🌳 Binary Indexed Tree (Fenwick Tree) & Segment Tree Tutorial
Introduction
Efficiently answering range queries and updates is a common problem in computer science. Two powerful data structures for this are the Binary Indexed Tree (Fenwick Tree) and the Segment Tree. This tutorial introduces both, explains their use cases, and provides C++ code examples.
1. Binary Indexed Tree (Fenwick Tree)
What is it?
A Binary Indexed Tree (BIT), or Fenwick Tree, is a data structure that efficiently supports: - Point updates (add a value to a single element) - Prefix sum queries (sum of the first k elements)

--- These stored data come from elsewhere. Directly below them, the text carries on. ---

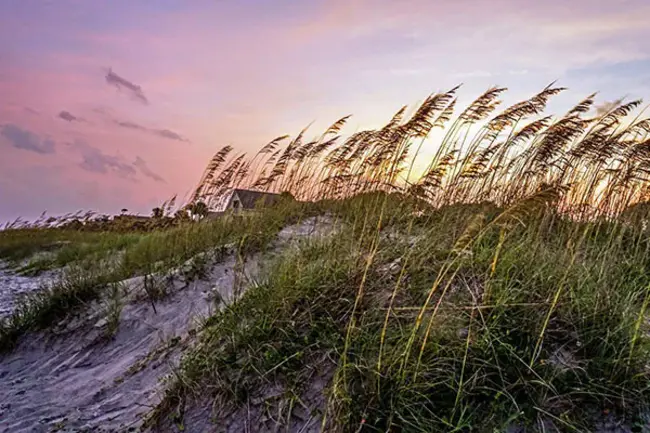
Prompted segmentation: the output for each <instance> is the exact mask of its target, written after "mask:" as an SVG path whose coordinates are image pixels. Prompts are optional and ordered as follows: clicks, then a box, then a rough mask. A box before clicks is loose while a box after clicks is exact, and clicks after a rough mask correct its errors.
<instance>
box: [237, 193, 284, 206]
mask: <svg viewBox="0 0 650 433" xmlns="http://www.w3.org/2000/svg"><path fill="white" fill-rule="evenodd" d="M235 194H237V197H239V201H240V202H241V206H242V207H243V208H244V209H253V208H255V205H256V204H257V203H258V202H260V201H261V202H263V204H264V205H267V206H268V205H272V204H274V203H275V202H276V201H278V199H279V198H280V194H274V193H271V192H264V191H254V190H250V189H234V190H233V192H232V195H231V196H230V200H229V202H228V204H229V205H230V203H231V202H232V199H233V197H234V196H235Z"/></svg>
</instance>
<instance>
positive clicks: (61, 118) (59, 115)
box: [57, 110, 83, 122]
mask: <svg viewBox="0 0 650 433" xmlns="http://www.w3.org/2000/svg"><path fill="white" fill-rule="evenodd" d="M57 117H58V118H59V119H62V120H65V121H66V122H83V119H82V118H81V117H77V116H75V115H74V114H72V113H70V112H69V111H66V110H63V111H61V112H59V114H58V115H57Z"/></svg>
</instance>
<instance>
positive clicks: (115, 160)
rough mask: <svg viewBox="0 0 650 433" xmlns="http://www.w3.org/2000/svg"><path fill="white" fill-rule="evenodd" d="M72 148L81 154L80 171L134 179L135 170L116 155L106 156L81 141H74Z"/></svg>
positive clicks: (94, 147) (82, 141) (89, 144)
mask: <svg viewBox="0 0 650 433" xmlns="http://www.w3.org/2000/svg"><path fill="white" fill-rule="evenodd" d="M72 146H73V147H74V148H75V149H76V150H77V151H79V153H80V154H81V158H82V160H81V162H80V163H79V167H81V168H82V169H84V170H86V171H89V172H92V173H99V174H110V173H114V174H116V175H118V176H120V177H123V178H127V179H135V175H136V173H137V171H136V169H135V168H134V167H133V165H132V164H129V163H128V162H127V161H125V160H124V158H122V157H120V156H118V155H108V154H106V153H104V152H103V151H102V150H101V149H98V148H96V147H94V146H91V145H90V144H88V143H86V142H85V141H81V140H77V141H75V142H74V143H72Z"/></svg>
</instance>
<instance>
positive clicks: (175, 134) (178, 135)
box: [113, 119, 189, 143]
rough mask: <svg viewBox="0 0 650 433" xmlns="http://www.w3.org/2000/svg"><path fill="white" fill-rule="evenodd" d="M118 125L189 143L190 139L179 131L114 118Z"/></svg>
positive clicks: (122, 127)
mask: <svg viewBox="0 0 650 433" xmlns="http://www.w3.org/2000/svg"><path fill="white" fill-rule="evenodd" d="M113 122H115V124H116V125H117V126H121V127H122V128H126V129H133V130H136V131H142V132H146V133H149V134H153V135H157V136H158V137H162V138H166V139H168V140H175V141H182V142H185V143H189V140H188V139H187V138H185V137H183V136H182V135H180V134H178V133H177V132H174V131H171V130H169V129H156V128H147V127H146V126H142V125H139V124H137V123H135V122H130V121H128V120H126V121H125V120H115V119H114V120H113Z"/></svg>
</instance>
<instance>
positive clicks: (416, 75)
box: [0, 0, 650, 221]
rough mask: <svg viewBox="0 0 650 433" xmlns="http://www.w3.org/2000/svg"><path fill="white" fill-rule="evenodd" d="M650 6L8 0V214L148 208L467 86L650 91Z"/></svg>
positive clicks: (400, 2)
mask: <svg viewBox="0 0 650 433" xmlns="http://www.w3.org/2000/svg"><path fill="white" fill-rule="evenodd" d="M649 17H650V2H648V1H647V0H608V1H601V0H572V1H565V0H547V1H544V2H541V1H525V0H465V1H458V0H453V1H452V0H438V1H435V2H434V1H430V0H400V1H399V2H398V1H394V0H313V1H311V0H310V1H300V2H297V1H289V0H278V1H272V0H265V1H262V0H258V1H253V0H237V1H207V0H195V1H185V0H177V1H172V0H147V1H145V0H142V1H131V0H129V1H126V0H124V1H122V0H112V1H104V0H96V1H85V0H57V1H44V0H4V1H2V2H0V221H4V220H8V219H13V218H15V217H17V216H19V215H22V216H24V217H27V218H32V217H35V216H38V215H39V214H40V213H41V212H42V211H44V210H47V211H48V213H52V214H60V213H66V212H68V211H75V210H78V209H93V210H98V211H101V212H108V213H115V212H119V210H120V209H121V208H124V207H125V208H128V209H130V210H132V211H134V212H142V213H147V212H149V210H150V209H151V208H152V207H154V206H156V205H158V204H160V203H161V202H162V201H163V200H165V199H167V198H169V197H171V196H172V195H173V194H175V193H178V194H179V195H180V196H183V195H184V194H186V193H187V192H188V191H189V190H190V189H191V188H192V187H193V186H194V184H195V182H197V181H198V178H199V177H200V174H201V171H202V170H203V168H204V165H205V164H206V162H207V159H208V158H209V157H210V156H211V155H212V154H213V153H214V151H215V150H216V149H217V148H219V147H221V146H223V145H225V144H231V145H233V146H235V148H237V149H241V150H250V151H255V150H257V149H258V148H259V147H260V146H262V145H263V144H264V143H266V142H267V141H268V140H270V139H272V138H274V137H276V136H278V135H282V134H285V133H290V134H295V133H297V132H298V131H299V130H300V129H302V127H304V126H305V125H307V124H309V123H310V122H312V121H315V123H314V126H313V133H314V134H316V133H317V132H320V130H319V129H320V128H322V127H324V126H326V125H327V124H329V123H331V122H332V121H334V120H336V119H338V118H339V117H341V116H343V115H346V114H350V113H352V114H353V115H354V116H353V118H352V119H351V121H350V123H349V126H348V128H347V131H352V130H355V129H357V128H365V127H375V126H379V125H380V124H382V123H383V122H385V121H386V120H388V119H389V118H390V116H391V115H392V114H393V112H394V111H396V110H397V109H398V108H399V107H400V106H401V105H403V104H407V103H408V104H414V103H417V102H418V101H421V100H422V99H423V98H424V97H425V96H426V95H427V94H429V93H430V92H432V91H437V90H447V89H449V88H451V87H453V86H454V85H456V84H459V83H464V86H463V88H462V90H461V92H460V95H461V101H460V102H467V101H469V100H471V99H472V98H474V97H475V96H477V94H478V93H480V92H482V91H483V90H485V89H486V88H487V87H489V86H491V85H497V84H498V85H502V86H507V87H509V89H510V91H509V93H508V94H507V96H506V97H505V102H514V101H516V100H518V99H521V98H524V97H526V96H529V95H531V94H532V93H534V92H536V91H538V90H540V89H541V88H543V87H544V86H545V85H547V84H548V83H550V82H551V81H553V80H556V79H557V80H558V82H559V84H561V85H564V86H567V87H569V88H570V92H566V93H565V94H563V95H561V96H560V97H558V98H557V99H556V100H554V102H553V104H552V106H551V108H553V109H556V110H560V111H561V110H563V109H564V108H566V107H568V106H569V105H570V104H572V103H574V102H576V101H577V100H579V99H580V98H582V97H583V96H586V95H587V94H589V93H591V92H593V91H600V92H601V93H600V99H601V101H603V102H605V101H610V100H614V99H617V98H619V97H623V96H628V97H630V98H632V97H635V98H636V97H648V96H650V43H648V40H649V39H650V18H649Z"/></svg>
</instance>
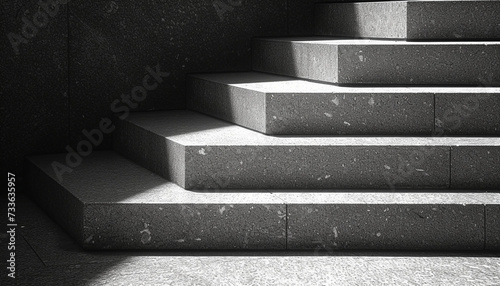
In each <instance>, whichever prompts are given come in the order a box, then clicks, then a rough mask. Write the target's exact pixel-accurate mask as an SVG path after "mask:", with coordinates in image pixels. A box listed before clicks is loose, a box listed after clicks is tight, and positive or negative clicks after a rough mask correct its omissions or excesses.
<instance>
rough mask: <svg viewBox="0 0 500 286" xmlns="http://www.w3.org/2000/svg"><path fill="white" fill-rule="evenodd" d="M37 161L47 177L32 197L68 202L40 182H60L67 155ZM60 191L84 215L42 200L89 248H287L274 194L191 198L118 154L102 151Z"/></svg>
mask: <svg viewBox="0 0 500 286" xmlns="http://www.w3.org/2000/svg"><path fill="white" fill-rule="evenodd" d="M30 160H31V161H32V162H33V164H34V165H35V166H36V168H38V169H39V171H40V173H42V174H36V175H35V176H34V177H33V180H36V181H37V182H41V183H40V184H41V186H42V187H39V186H38V185H34V186H31V188H32V190H31V191H30V192H31V193H37V192H38V193H39V194H40V196H44V197H47V198H51V199H54V197H58V196H61V194H59V190H57V191H56V188H55V186H49V185H46V183H45V182H44V181H42V180H40V177H43V176H45V177H46V178H47V179H46V181H48V180H52V181H54V182H56V180H57V177H56V175H55V173H54V171H53V169H52V167H51V164H52V162H53V161H62V160H64V154H62V155H59V156H40V157H35V158H32V159H30ZM56 184H57V187H58V189H63V190H64V191H63V194H64V195H65V196H66V197H71V198H72V199H73V200H77V201H78V202H79V203H80V205H79V206H73V207H72V208H71V210H72V211H73V212H77V213H80V214H81V215H80V216H72V215H71V214H70V213H68V212H67V210H66V209H65V208H66V206H67V204H66V201H64V200H60V201H56V202H55V203H57V205H50V204H48V203H47V202H46V201H43V200H40V198H37V200H38V202H39V203H40V204H41V205H42V206H44V208H45V209H47V210H49V213H51V215H52V216H53V217H54V218H56V219H57V220H58V221H59V222H60V223H61V224H62V225H63V226H64V227H65V229H67V230H68V231H69V232H70V233H71V234H72V235H73V236H74V237H75V238H76V239H77V242H79V243H81V244H82V246H83V247H84V248H86V249H285V247H286V242H285V240H286V236H285V220H286V219H285V217H286V210H285V206H284V204H283V203H282V202H281V200H279V199H277V198H275V197H274V196H272V195H271V194H269V193H267V194H266V193H222V194H213V193H195V192H189V191H186V190H184V189H181V188H180V187H178V186H177V185H175V184H173V183H170V182H167V181H165V180H164V179H162V178H161V177H159V176H157V175H155V174H152V173H151V172H149V171H147V170H145V169H144V168H142V167H139V166H137V165H135V164H133V163H132V162H130V161H128V160H126V159H124V158H123V157H121V156H119V155H117V154H115V153H112V152H95V153H94V154H92V155H91V156H89V157H87V158H85V160H84V161H83V162H82V164H81V165H80V166H78V167H76V168H75V169H74V171H73V172H72V173H71V174H67V175H66V176H65V177H64V180H63V181H62V182H59V183H56ZM43 187H45V189H43ZM50 187H52V188H50ZM67 200H68V201H69V202H70V203H71V204H73V202H72V200H69V199H67ZM67 208H69V207H67ZM72 223H75V224H76V225H79V226H80V227H79V229H73V228H71V224H72Z"/></svg>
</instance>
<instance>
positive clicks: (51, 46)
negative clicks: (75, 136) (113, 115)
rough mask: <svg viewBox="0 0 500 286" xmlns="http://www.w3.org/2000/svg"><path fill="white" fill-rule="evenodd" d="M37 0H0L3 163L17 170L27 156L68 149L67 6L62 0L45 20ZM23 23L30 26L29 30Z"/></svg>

Both operations run in O(log n) time.
Use Cases
- Cumulative frequency tables
- Range sum queries with point updates
Basic Operations
1.1. Initialization
std::vector<int> bit(n + 1, 0); // 1-based indexing
1.2. Update (add value to index)
void update(int idx, int val, std::vector<int>& bit) {
while (idx < bit.size()) {
bit[idx] += val;
idx += idx & -idx;
}
}
1.3. Query (prefix sum up to index)
int query(int idx, const std::vector<int>& bit) {
int res = 0;
while (idx > 0) {
res += bit[idx];
idx -= idx & -idx;
}
return res;
}
1.4. Example Usage
int n = 10;
std::vector<int> bit(n + 1, 0);
update(3, 5, bit); // add 5 to index 3
int sum = query(3, bit); // sum of elements 1..3
2. Segment Tree
What is it?
A Segment Tree is a binary tree data structure that supports: - Range queries (sum, min, max, etc. over a range) - Point or range updates
Both operations run in O(log n) time.
Use Cases
- Range sum/min/max queries
- Range updates (with lazy propagation)
Basic Operations
2.1. Initialization
std::vector<int> seg(4 * n, 0); // 1-based or 0-based
2.2. Build
void build(const std::vector<int>& arr, std::vector<int>& seg, int node, int l, int r) {
if (l == r) {
seg[node] = arr[l];
return;
}
int mid = (l + r) / 2;
build(arr, seg, 2 * node, l, mid);
build(arr, seg, 2 * node + 1, mid + 1, r);
seg[node] = seg[2 * node] + seg[2 * node + 1];
}
2.3. Query (sum over [ql, qr])
int query(const std::vector<int>& seg, int node, int l, int r, int ql, int qr) {
if (qr < l || r < ql) return 0; // no overlap
if (ql <= l && r <= qr) return seg[node]; // total overlap
int mid = (l + r) / 2;
return query(seg, 2 * node, l, mid, ql, qr) +
query(seg, 2 * node + 1, mid + 1, r, ql, qr);
}
2.4. Update (add value to index)
void update(std::vector<int>& seg, int node, int l, int r, int idx, int val) {
if (l == r) {
seg[node] += val;
return;
}
int mid = (l + r) / 2;
if (idx <= mid) update(seg, 2 * node, l, mid, idx, val);
else update(seg, 2 * node + 1, mid + 1, r, idx, val);
seg[node] = seg[2 * node] + seg[2 * node + 1];
}
2.5. Example Usage
int n = 10;
std::vector<int> arr(n + 1, 0), seg(4 * n, 0);
build(arr, seg, 1, 1, n);
update(seg, 1, 1, n, 3, 5); // add 5 to index 3
int sum = query(seg, 1, 1, n, 1, 3); // sum of elements 1..3
3. Comparison
| Feature | Binary Indexed Tree | Segment Tree |
|---|---|---|
| Code Complexity | Simple | More complex |
| Memory Usage | O(n) | O(n) or O(4n) |
| Range Query Types | Prefix sum | Any (sum, min, max) |
| Range Updates | No (basic) | Yes (with lazy) |
| Point Updates | Yes | Yes |
| Typical Use Case | Prefix sums | General range query |
4. Summary
- Use BIT for simple prefix sums and point updates.
- Use Segment Tree for more complex range queries and updates.
Both are essential tools for competitive programming and efficient algorithm design!